Bacteria
See text.
Bacteria Earth's crust. Bacteria are vital in numerous stages of a atmosphere. the nutrient cycle includes the decomposition of dead bodies; bacteria are responsible for the putrefaction stage in this process. In the biological communities surrounding hydrothermal vents together with cold seeps, extremophile bacteria dispense the nutrients needed to sustain life by converting dissolved compounds, such(a) as hydrogen sulphide and methane, to energy. Bacteria also survive in symbiotic and parasitic relationships with plants and animals. almost bacteria earn not been characterised and there are many style that cannot be grown in the laboratory. The discussing of bacteria is required as bacteriology, a branch of microbiology.
Humans and almost other animals carry millions of bacteria. Most are in the gut, and there are numerous on the skin. Most of the bacteria in and on the body are harmless or rendered so by the protective effects of the immune system, though many are beneficial, especially the ones in the gut. However, several generation of bacteria are pathogenic and draw infectious diseases, including cholera, syphilis, anthrax, leprosy, tuberculosis, tetanus and bubonic plague. The most common fatal bacterial diseases are respiratory infections. Antibiotics are used to treat bacterial infections and are also used in farming, creating antibiotic resistance a growing problem. Bacteria are important in sewage treatment and the breakdown of oil spills, the production of cheese and yogurt through fermentation, the recovery of gold, palladium, copper and other metals in the mining sector, as well as in biotechnology, and the manufacture of antibiotics and other chemicals.

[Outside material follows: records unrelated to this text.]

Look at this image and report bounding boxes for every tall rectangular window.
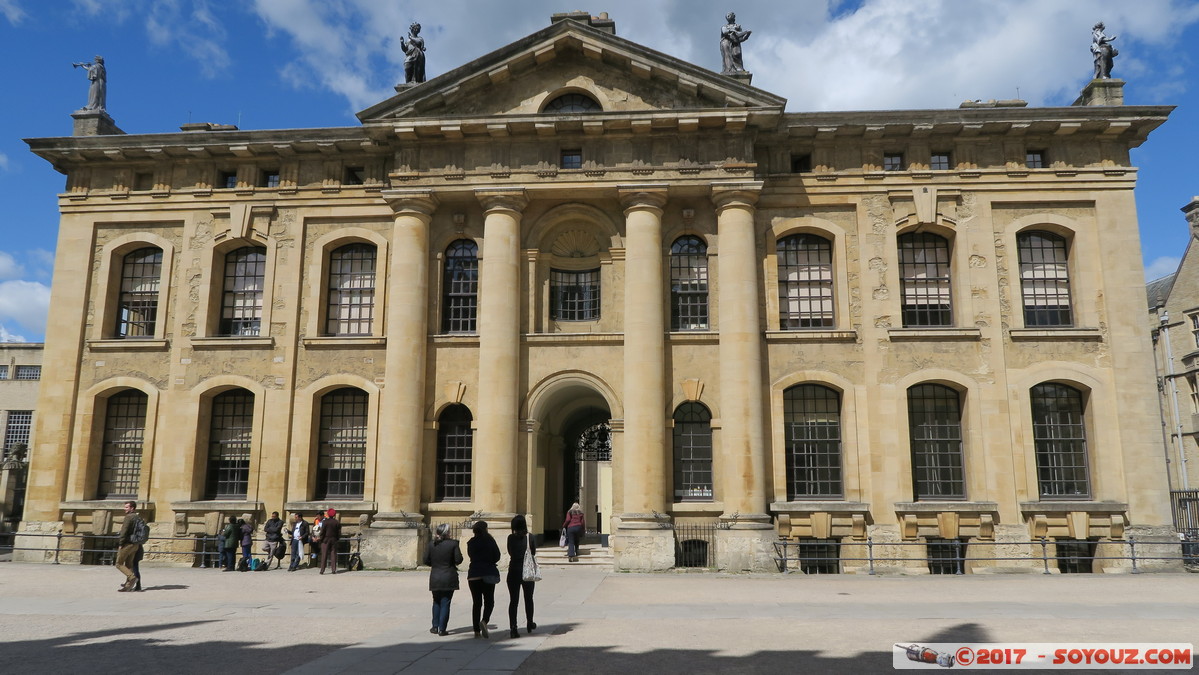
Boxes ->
[317,387,367,499]
[908,385,966,500]
[549,269,600,321]
[777,234,833,331]
[13,366,42,380]
[96,390,146,499]
[325,243,375,336]
[898,233,953,327]
[783,385,843,500]
[218,246,266,336]
[4,410,34,459]
[116,247,162,338]
[670,235,709,331]
[1017,231,1074,327]
[204,390,254,499]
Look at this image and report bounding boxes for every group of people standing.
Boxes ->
[218,508,342,574]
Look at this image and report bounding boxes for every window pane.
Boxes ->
[777,234,833,331]
[670,236,709,331]
[116,247,162,338]
[96,390,146,499]
[898,233,953,326]
[205,390,254,499]
[436,405,474,501]
[317,388,367,499]
[1031,384,1091,499]
[218,246,266,336]
[908,385,966,500]
[1017,231,1074,326]
[441,239,478,333]
[783,385,842,499]
[674,403,712,501]
[549,269,600,321]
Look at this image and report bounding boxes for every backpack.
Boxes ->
[129,518,150,544]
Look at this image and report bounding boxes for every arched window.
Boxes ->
[898,233,953,327]
[1031,382,1091,499]
[673,402,712,501]
[217,246,266,336]
[541,94,603,114]
[670,235,709,331]
[783,385,843,500]
[115,246,162,338]
[1016,231,1074,327]
[204,390,254,499]
[777,234,833,331]
[435,405,474,501]
[441,239,478,333]
[315,387,367,499]
[96,390,147,499]
[908,385,966,500]
[325,243,375,336]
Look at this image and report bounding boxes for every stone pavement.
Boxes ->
[0,562,1199,675]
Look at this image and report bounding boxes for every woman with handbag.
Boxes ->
[507,514,537,638]
[466,520,500,639]
[424,523,462,635]
[562,501,586,562]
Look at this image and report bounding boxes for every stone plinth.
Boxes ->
[71,110,125,135]
[1073,79,1123,106]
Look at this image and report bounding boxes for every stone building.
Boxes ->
[24,13,1171,569]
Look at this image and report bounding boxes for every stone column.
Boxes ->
[471,189,528,538]
[613,185,674,569]
[362,189,438,567]
[712,182,775,571]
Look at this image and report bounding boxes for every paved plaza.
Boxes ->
[0,562,1199,675]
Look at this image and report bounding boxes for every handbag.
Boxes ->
[520,535,541,581]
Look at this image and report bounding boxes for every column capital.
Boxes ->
[616,183,667,216]
[712,181,763,209]
[382,189,440,221]
[475,188,529,213]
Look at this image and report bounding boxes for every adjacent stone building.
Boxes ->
[24,13,1171,569]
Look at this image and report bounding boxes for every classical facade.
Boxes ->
[24,13,1170,569]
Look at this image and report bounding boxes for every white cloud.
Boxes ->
[0,279,50,336]
[1145,255,1182,282]
[0,0,25,25]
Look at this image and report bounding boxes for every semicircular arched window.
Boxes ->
[541,94,603,113]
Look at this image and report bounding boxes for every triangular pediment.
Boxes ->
[357,20,787,122]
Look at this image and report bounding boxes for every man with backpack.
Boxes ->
[116,501,150,593]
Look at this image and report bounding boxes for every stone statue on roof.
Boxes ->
[1091,22,1120,79]
[721,12,753,74]
[399,22,424,84]
[71,55,108,112]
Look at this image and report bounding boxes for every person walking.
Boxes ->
[562,501,586,562]
[221,516,241,572]
[320,508,342,574]
[424,523,462,635]
[507,514,537,638]
[116,501,147,593]
[288,513,312,572]
[263,511,283,569]
[466,520,500,639]
[237,519,254,572]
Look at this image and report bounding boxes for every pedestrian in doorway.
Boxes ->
[466,520,500,639]
[507,514,537,638]
[424,523,462,635]
[562,501,586,562]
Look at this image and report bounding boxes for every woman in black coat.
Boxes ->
[424,523,462,635]
[466,520,500,638]
[507,516,537,638]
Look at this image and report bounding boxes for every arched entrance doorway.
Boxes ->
[529,374,613,543]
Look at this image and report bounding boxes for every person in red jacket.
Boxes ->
[562,501,586,562]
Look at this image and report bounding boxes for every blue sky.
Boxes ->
[0,0,1199,340]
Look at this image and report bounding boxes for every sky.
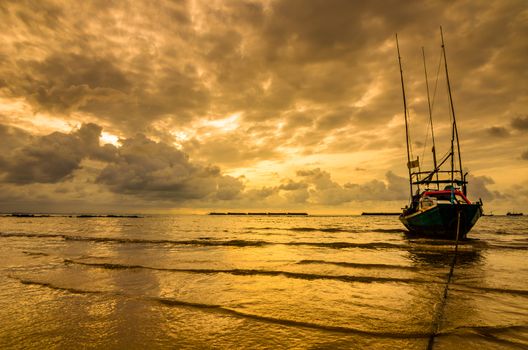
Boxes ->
[0,0,528,214]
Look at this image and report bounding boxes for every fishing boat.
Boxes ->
[396,27,482,240]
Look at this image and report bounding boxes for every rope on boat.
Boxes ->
[427,209,460,350]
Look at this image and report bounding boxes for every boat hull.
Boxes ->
[400,203,482,239]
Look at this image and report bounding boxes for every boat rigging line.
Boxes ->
[427,210,460,350]
[440,26,466,195]
[422,46,440,189]
[396,33,413,198]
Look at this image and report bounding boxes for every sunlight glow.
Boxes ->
[99,131,120,147]
[203,112,242,131]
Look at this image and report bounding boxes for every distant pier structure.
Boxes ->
[361,211,400,215]
[208,211,308,216]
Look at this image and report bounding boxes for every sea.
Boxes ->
[0,215,528,350]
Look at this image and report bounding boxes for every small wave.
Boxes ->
[297,260,419,271]
[64,236,271,247]
[0,232,66,238]
[0,233,407,249]
[453,283,528,295]
[284,242,408,249]
[11,278,430,339]
[287,227,352,232]
[365,228,407,233]
[64,259,428,283]
[154,298,429,339]
[16,278,105,294]
[22,250,49,256]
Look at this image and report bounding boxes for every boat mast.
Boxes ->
[422,46,440,189]
[396,33,412,200]
[440,26,466,192]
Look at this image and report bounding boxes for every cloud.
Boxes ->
[96,134,244,202]
[486,126,510,137]
[297,168,408,205]
[467,174,508,201]
[0,124,115,185]
[511,116,528,131]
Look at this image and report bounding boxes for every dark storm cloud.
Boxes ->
[0,0,527,162]
[96,134,244,201]
[486,126,510,137]
[0,124,116,184]
[0,0,528,213]
[468,174,511,201]
[511,116,528,131]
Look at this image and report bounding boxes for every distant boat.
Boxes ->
[396,27,482,240]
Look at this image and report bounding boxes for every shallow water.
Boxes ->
[0,215,528,349]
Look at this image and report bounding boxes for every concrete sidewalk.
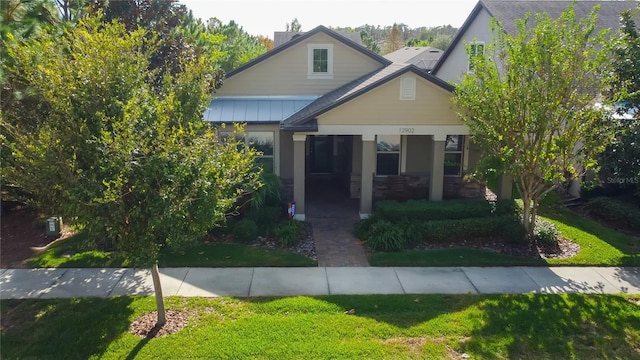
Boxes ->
[0,267,640,299]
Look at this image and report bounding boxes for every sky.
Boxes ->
[180,0,478,39]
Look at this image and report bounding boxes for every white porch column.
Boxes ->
[293,134,307,221]
[429,135,447,201]
[360,135,376,219]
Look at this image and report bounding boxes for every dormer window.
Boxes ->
[469,41,484,73]
[307,44,333,79]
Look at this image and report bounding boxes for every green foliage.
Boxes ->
[586,197,640,230]
[231,218,258,243]
[273,220,303,247]
[453,3,613,237]
[363,219,407,251]
[251,172,282,209]
[500,216,527,244]
[533,219,560,246]
[2,18,259,266]
[375,200,502,222]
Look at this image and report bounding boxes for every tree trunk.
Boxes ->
[151,263,167,326]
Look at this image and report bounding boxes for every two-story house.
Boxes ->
[204,0,636,220]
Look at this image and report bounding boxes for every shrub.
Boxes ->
[533,218,560,246]
[493,199,520,216]
[420,217,504,242]
[273,220,302,247]
[353,216,379,241]
[364,219,406,251]
[375,200,492,222]
[233,218,258,242]
[500,216,527,244]
[586,197,640,230]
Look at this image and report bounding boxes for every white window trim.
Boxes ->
[307,44,333,80]
[374,134,407,177]
[443,135,468,177]
[400,76,417,101]
[467,40,487,74]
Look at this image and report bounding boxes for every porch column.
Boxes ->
[293,134,307,221]
[360,135,376,219]
[496,175,513,200]
[429,135,447,201]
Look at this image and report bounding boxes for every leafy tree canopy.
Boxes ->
[453,5,612,237]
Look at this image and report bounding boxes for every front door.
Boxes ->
[310,135,333,174]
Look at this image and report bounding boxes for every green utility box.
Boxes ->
[44,216,62,237]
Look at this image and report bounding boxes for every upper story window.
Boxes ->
[469,41,484,72]
[400,76,416,100]
[307,44,333,79]
[444,135,464,176]
[376,135,401,175]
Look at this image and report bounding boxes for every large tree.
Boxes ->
[453,5,612,238]
[603,10,640,196]
[1,17,260,324]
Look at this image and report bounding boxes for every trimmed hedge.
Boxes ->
[354,215,526,251]
[374,200,518,222]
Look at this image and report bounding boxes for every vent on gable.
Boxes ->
[400,76,416,100]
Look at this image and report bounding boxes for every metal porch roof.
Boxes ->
[204,96,318,124]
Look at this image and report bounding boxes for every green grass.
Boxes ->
[369,196,640,266]
[26,233,317,268]
[0,294,640,359]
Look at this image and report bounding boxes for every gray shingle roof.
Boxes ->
[384,47,443,70]
[431,0,638,74]
[280,64,454,131]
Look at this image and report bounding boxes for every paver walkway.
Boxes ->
[0,266,640,299]
[305,178,369,267]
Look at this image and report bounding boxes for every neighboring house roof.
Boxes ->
[431,0,638,74]
[226,25,391,78]
[273,31,362,48]
[204,96,318,124]
[384,47,443,71]
[280,64,454,131]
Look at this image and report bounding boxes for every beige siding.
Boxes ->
[216,33,382,96]
[318,77,462,125]
[406,135,432,173]
[435,8,494,83]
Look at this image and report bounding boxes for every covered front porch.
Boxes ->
[282,125,475,221]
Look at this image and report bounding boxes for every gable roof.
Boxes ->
[226,25,391,78]
[273,31,362,47]
[280,63,454,131]
[431,0,638,74]
[384,47,442,70]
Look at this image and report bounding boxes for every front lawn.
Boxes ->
[0,294,640,359]
[26,233,317,268]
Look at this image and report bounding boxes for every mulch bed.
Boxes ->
[129,310,191,339]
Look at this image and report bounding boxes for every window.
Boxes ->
[469,41,484,72]
[400,76,416,100]
[376,135,400,175]
[444,135,464,176]
[313,49,329,73]
[220,131,274,172]
[247,131,273,172]
[307,44,333,79]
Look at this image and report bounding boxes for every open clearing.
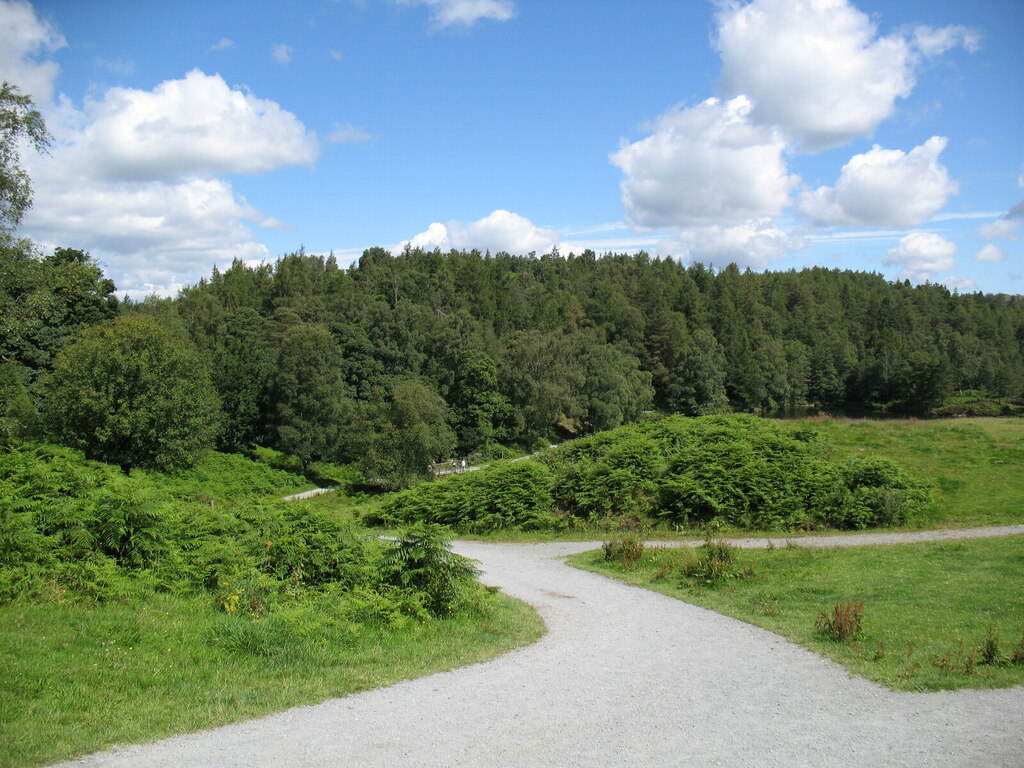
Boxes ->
[51,526,1024,768]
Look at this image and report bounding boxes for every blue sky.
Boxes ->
[0,0,1024,298]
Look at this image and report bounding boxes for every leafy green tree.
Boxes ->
[0,240,121,378]
[449,350,512,453]
[44,314,219,470]
[211,306,275,451]
[0,80,51,230]
[272,323,347,466]
[0,362,39,443]
[361,379,456,488]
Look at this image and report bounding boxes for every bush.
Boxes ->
[601,536,644,568]
[372,461,558,532]
[816,602,864,642]
[682,540,754,586]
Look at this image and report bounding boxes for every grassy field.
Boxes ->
[795,419,1024,527]
[0,595,544,768]
[569,536,1024,690]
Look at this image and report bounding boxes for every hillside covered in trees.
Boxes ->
[0,240,1024,486]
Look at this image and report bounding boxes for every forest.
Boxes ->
[0,236,1024,488]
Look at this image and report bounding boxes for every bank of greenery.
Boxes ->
[371,415,933,534]
[569,536,1024,690]
[0,441,542,766]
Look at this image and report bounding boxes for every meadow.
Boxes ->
[569,536,1024,691]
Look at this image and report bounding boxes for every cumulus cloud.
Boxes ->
[799,136,957,227]
[971,243,1007,261]
[975,216,1021,240]
[25,173,273,298]
[657,219,804,269]
[398,0,515,29]
[328,123,373,144]
[270,43,293,65]
[885,231,956,283]
[394,209,561,254]
[610,96,800,228]
[715,0,978,152]
[0,0,318,298]
[69,70,317,180]
[0,0,68,105]
[913,25,981,56]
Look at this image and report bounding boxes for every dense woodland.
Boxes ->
[0,240,1024,486]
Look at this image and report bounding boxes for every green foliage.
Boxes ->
[273,323,347,467]
[372,461,559,532]
[0,444,495,636]
[360,380,456,489]
[378,416,931,532]
[681,539,753,587]
[45,315,219,469]
[384,524,479,616]
[0,80,51,230]
[815,600,864,643]
[601,534,644,568]
[0,362,39,443]
[569,536,1024,691]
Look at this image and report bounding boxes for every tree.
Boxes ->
[0,81,50,229]
[273,323,346,467]
[362,379,456,488]
[449,350,512,452]
[44,314,219,470]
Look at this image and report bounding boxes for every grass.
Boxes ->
[0,595,544,768]
[569,536,1024,690]
[794,419,1024,527]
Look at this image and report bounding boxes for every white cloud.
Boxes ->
[0,0,68,106]
[610,96,799,228]
[328,123,373,144]
[66,70,317,180]
[394,209,561,255]
[715,0,978,152]
[398,0,515,29]
[913,26,981,56]
[971,243,1007,261]
[975,218,1021,240]
[657,219,804,269]
[885,231,956,283]
[25,173,274,298]
[799,136,957,227]
[270,43,294,65]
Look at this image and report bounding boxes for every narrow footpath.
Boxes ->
[54,525,1024,768]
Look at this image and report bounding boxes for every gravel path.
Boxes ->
[54,526,1024,768]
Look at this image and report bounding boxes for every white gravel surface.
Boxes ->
[54,526,1024,768]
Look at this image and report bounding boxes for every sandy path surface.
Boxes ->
[54,526,1024,768]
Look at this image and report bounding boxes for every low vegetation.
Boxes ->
[372,415,932,534]
[0,442,543,766]
[569,536,1024,690]
[791,418,1024,527]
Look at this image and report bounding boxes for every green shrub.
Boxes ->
[817,601,864,642]
[681,540,753,587]
[601,535,644,568]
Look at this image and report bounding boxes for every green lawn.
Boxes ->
[795,419,1024,527]
[569,536,1024,690]
[0,595,544,768]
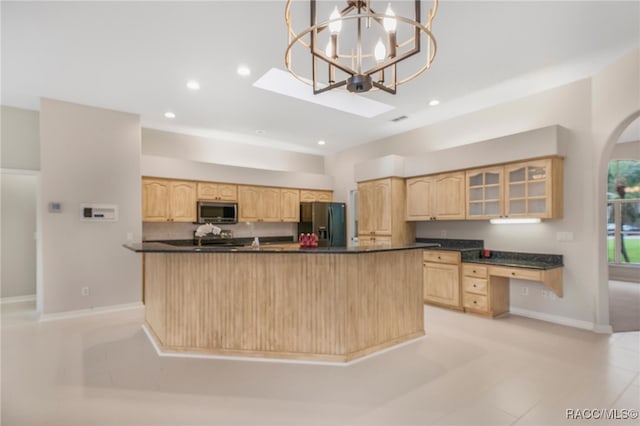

Once regarded as plants constituting the class Schizomycetes "fission fungi", bacteria are now classified as prokaryotes. Unlike cells of animals and other eukaryotes, bacterial cells do not contain a nucleus and rarely harbour membrane-bound organelles. Although the term bacteria traditionally listed all prokaryotes, the scientific classification changed after the discovery in the 1990s that prokaryotes consist of two very different groups of organisms that evolved from an ancient common ancestor. These evolutionary domains are called Bacteria and Archaea.